LOBs can be stored as either BasicFiles or as SecureFiles. While both storage types are still supported in 19c, let me start by a quote from 12.1 documentation:

SecureFiles is the default storage mechanism for LOBs starting with Oracle Database 12c, and Oracle strongly recommends SecureFiles for storing and managing LOBs, rather than BasicFiles. BasicFiles will be deprecated in a future release.

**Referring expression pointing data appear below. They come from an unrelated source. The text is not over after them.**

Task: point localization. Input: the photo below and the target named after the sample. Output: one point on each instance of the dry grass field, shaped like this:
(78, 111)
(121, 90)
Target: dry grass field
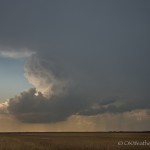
(75, 141)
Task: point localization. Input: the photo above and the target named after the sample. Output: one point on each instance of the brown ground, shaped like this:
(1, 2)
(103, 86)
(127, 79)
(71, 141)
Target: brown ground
(75, 141)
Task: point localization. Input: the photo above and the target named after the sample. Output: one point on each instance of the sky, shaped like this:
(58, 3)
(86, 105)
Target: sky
(74, 65)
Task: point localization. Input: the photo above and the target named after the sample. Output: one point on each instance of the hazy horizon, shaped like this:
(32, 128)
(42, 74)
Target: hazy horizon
(74, 65)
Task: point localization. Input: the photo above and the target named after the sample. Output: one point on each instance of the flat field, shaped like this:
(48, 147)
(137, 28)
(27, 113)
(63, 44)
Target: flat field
(75, 141)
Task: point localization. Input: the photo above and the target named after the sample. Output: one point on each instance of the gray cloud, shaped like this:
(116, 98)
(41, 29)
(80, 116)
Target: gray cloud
(91, 57)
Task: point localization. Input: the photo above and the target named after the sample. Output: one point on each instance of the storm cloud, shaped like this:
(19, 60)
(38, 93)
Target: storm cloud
(84, 58)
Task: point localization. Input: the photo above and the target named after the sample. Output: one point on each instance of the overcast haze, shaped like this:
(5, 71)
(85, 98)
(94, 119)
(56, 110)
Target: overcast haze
(74, 65)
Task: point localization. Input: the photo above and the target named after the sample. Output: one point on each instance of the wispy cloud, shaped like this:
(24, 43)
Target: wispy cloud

Besides the mentioned warning, there are also performance considerations that drive us toward moving to SecureFiles. We won't delve into those - this post will focus on how to migrate from BasicFile to SecureFile. Which is simple with relatively small amount of rows:

ALTER TABLE my_table MOVE LOB (lob_column) STORE AS SECUREFILE;

But.. this can take significant amount of time. In my case, it took 15 hours for 6TB of LOBs. And while this is running, the table is locked - users can't issue DMLs on it.

If we were on Enterprise Edition, we could think of ONLINE move option or even better, dbms_redefinition; but those are specifically Enterprise Edition features according to Licensing Guide.

So, here's an idea on approach somewhat similar to the use of dbms_redefinition which works on Standard Edition. Be warned though, this idea focuses solely on cloning the table data - everything else (explained at the end of this post) is up to the developers/DBAs and not covered by this post.

Preparation

First, we create a new, empty table, with the same columns as our BasicFile source table. We can use dbms_metadata.get_ddl to obtain original DDL and modify it to specify SecureFile instead of BasicFile.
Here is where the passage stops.